Fox Battles TVEyes Over News Clips

Television monitoring company TVEyes' practice of allowing users to share and download clips could “destabilize” the broadcast network's digital distribution efforts, Fox News argues in new court papers.

Fox “has worked to build an extensive online and digital presence that heavily relies on video clips of its television content,” the company says in papers that were made available on Wednesday. The network adds that TVEyes' downloads “threaten to destabilize that evolution by sidestepping the television news channels and providing the channels' content directly to TVEyes' subscribers as unlimited high quality, high definition video clips.”

Fox, which sued TVEyes in 2013, is asking U.S. District Court Judge Alvin Hellerstein in Manhattan to rule that TVEyes infringes copyright by letting users download and share clips.

Last September, Hellerstein ruled that TVEyes makes fair use of Fox News Network's material by indexing news clips and providing snippets of them to subscribers. But he didn't rule at the time on whether TVEyes also is protected by fair use when it lets people download or share clips.

TVEyes enables subscribers to its $500-a-month service to search for television programs by keywords, view snippets and download and share clips. To accomplish this, TVEyes records every program broadcast on more than 1,400 TV and radio stations.

Hellerstein said in September that the indexing and clipping service was “transformative,” and therefore a fair use, because it serves a different function from the original broadcasts. He pointed out in the ruling that TVEyes' subscribers include the White House and U.S. Army.

For its part, TVEyes argues that its download and sharing features are essential to the service. “Allowing subscribers to save, email and download these clips is fair because these functions are necessary to effectively research and monitor television broadcasts,” the company says in a motion for summary judgment made available on Wednesday.
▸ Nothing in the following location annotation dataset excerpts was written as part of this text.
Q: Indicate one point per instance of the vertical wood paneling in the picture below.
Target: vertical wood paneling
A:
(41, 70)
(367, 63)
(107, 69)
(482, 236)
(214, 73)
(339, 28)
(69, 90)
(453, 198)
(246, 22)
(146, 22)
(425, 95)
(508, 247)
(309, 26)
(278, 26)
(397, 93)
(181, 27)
“Without the ability to save clips, journalists and political campaigns could not compare and contrast statements made on television today with those made six months ago,” the company says. “Without the ability to download, business executives could not view clips off-line when an Internet connection is not available.”

Other TV news broadcasters, including CNN, CBS and NBCUniversal recently filed a friend-of-the-court brief supporting Fox's position. The news organizations argue that copying, storing and offering downloads of news clips, in order to offer a commercial service, is not a fair use.

On the other side, a coalition including The Nation's former editor and publisher Victor Navasky, The Nation columnist Eric Alterman, media company Brave New Films and media-watch group Fairness and Accuracy in Reporting supports TVEyes.

“Absent the mass digitization of television content, there is no feasible way for media critics to capture and present a comprehensive view of all of the content being broadcast to the news-consuming public,” those groups argued in a friend-of-the-court brief.